Robert Holleman's art is anything but ordinary. The artist's brilliantly colored wood-block prints of tarot cards are like an occult version of the Walter Anderson alphabet prints, which Holleman cites as inspiration. A print he created in 1991, entitled "World Bite," is one he especially hoped to see hanging in his exhibit at the Light and Glass Studio. The piece, he says, is a response to the first Gulf War, and is a colorful depiction of a person preparing to bite the globe.
But it's Holleman's pottery that garners him the most attention.
His current works of nerriage pottery (a technique that uses different color clay bodies in a single vessel) have clear glazes, which he mixes himself at his studio in Ebenezer, Miss.

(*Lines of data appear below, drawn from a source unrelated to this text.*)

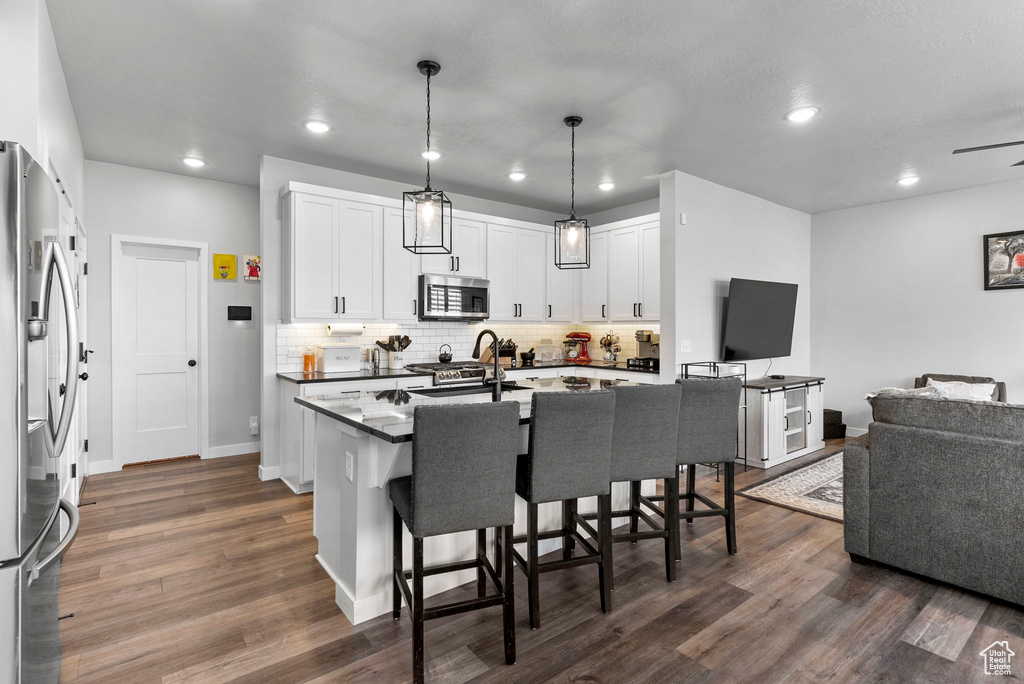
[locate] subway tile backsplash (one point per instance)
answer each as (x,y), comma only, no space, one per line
(429,336)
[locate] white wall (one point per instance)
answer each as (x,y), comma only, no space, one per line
(137,202)
(727,234)
(35,109)
(274,174)
(898,292)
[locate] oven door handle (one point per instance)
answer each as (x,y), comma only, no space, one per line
(46,563)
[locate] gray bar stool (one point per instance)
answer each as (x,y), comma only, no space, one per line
(644,445)
(709,428)
(464,460)
(569,458)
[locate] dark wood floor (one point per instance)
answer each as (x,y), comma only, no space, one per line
(198,571)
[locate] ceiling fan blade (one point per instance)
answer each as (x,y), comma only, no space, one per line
(988,146)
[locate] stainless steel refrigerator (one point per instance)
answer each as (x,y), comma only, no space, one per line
(34,419)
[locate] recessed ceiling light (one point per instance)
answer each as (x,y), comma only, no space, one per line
(802,115)
(317,127)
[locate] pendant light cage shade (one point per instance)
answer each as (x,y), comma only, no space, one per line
(426,222)
(426,214)
(572,234)
(572,244)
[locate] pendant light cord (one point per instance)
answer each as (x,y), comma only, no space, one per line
(428,130)
(572,181)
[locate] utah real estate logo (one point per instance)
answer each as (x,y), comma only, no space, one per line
(997,658)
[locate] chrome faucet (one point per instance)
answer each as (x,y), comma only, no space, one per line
(497,390)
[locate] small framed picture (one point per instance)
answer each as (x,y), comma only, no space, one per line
(1005,260)
(252,267)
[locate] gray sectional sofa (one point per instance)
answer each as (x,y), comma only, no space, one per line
(937,487)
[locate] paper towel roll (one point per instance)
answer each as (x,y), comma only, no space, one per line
(344,330)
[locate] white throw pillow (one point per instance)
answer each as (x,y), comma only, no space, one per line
(978,391)
(925,391)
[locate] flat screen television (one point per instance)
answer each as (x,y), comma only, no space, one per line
(759,318)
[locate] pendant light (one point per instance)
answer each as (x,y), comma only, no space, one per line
(572,234)
(426,219)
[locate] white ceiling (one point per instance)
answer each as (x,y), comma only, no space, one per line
(698,85)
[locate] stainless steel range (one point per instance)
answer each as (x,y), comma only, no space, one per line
(456,373)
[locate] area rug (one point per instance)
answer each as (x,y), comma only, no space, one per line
(814,488)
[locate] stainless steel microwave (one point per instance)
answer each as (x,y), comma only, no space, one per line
(443,298)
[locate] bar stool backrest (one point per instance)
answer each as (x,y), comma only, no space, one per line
(709,420)
(570,444)
(645,432)
(464,459)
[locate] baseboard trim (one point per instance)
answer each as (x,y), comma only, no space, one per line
(100,467)
(269,473)
(232,450)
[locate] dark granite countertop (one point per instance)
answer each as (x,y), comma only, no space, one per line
(365,374)
(388,414)
(788,381)
(561,364)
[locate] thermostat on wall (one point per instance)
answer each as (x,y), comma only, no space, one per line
(240,313)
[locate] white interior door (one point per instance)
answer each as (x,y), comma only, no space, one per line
(160,343)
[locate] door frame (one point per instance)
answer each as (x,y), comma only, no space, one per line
(118,244)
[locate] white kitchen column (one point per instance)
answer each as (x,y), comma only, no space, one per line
(672,209)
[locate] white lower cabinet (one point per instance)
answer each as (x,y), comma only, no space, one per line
(783,421)
(298,443)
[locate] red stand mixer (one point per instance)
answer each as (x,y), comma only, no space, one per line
(576,348)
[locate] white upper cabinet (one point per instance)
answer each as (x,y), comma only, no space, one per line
(650,271)
(515,268)
(332,259)
(502,272)
(469,252)
(360,259)
(594,285)
(530,255)
(562,285)
(624,273)
(634,273)
(311,253)
(400,271)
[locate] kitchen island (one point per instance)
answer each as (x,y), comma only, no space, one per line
(364,439)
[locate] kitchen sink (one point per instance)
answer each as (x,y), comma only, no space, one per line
(464,390)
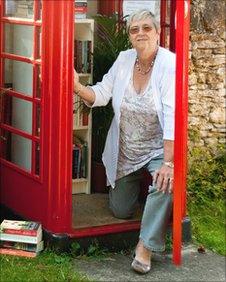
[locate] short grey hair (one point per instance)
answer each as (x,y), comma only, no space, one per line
(142,15)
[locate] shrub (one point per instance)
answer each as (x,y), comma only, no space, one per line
(206,174)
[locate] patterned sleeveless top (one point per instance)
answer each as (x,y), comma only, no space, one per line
(141,135)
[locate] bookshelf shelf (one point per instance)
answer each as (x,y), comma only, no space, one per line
(82,122)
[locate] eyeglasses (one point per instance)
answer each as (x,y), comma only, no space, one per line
(136,29)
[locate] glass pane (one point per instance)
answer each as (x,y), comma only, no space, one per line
(19,39)
(19,75)
(19,9)
(39,15)
(16,149)
(18,113)
(37,158)
(39,41)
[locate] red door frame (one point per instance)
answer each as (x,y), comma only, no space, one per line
(53,195)
(181,123)
(179,42)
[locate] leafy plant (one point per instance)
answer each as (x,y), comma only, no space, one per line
(206,173)
(111,38)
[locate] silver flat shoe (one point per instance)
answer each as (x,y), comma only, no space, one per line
(140,267)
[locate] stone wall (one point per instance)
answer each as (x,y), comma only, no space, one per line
(207,71)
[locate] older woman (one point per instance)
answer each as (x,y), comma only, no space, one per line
(141,84)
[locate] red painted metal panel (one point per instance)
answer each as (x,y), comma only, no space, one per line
(57,83)
(21,191)
(180,158)
(172,25)
(22,194)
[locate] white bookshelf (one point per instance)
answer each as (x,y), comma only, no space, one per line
(84,31)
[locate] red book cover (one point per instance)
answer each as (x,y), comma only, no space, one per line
(85,119)
(20,253)
(29,228)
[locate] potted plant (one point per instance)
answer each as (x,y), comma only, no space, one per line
(111,38)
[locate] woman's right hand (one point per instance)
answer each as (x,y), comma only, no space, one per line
(76,81)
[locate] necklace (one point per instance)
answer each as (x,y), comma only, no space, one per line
(144,72)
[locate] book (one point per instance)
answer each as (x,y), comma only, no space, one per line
(15,252)
(20,227)
(21,231)
(23,246)
(21,238)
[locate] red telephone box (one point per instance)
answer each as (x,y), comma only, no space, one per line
(36,77)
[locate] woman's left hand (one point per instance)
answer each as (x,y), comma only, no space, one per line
(163,179)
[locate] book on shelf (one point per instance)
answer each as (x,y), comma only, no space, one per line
(21,238)
(21,231)
(20,227)
(79,159)
(82,56)
(80,117)
(23,246)
(17,252)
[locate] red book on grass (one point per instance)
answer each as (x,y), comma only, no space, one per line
(19,253)
(20,227)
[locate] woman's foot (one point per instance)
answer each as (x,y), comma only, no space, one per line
(142,260)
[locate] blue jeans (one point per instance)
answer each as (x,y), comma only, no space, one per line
(123,201)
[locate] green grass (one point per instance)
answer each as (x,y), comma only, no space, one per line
(48,266)
(208,225)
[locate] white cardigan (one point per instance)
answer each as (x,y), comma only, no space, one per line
(113,86)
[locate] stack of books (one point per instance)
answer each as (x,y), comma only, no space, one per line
(21,238)
(80,9)
(79,158)
(83,56)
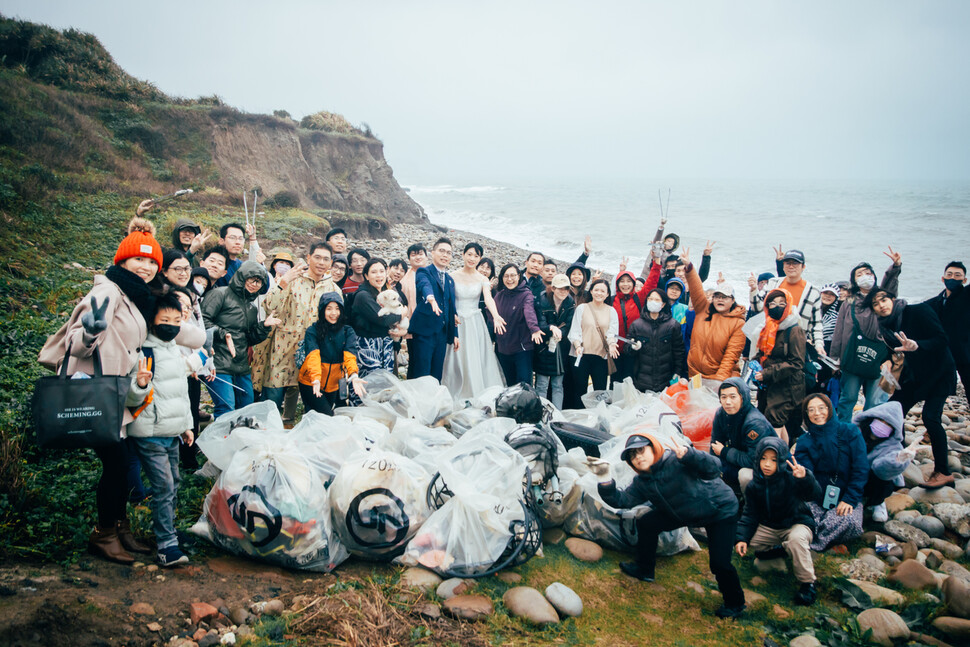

"It's a direction I've been wanting to pursue, and that is working with different color clays and throwing objects on the pottery wheel using different color clays," Holleman says. "It's all the same body, but I put color into it and then work the clay on the wheel. (On) this last batch, I was working with 16 colors."
Traditional Asian pottery heavily influences Holleman's clay work, perhaps because he spent time working as an apprentice for master of pottery Masanori Yamazaki. Holleman's work, however, is a style all his own.
Robert Holleman's work is at the Light and Glass Studio (523 Commerce St., 601-942-7285) through Sept. 17.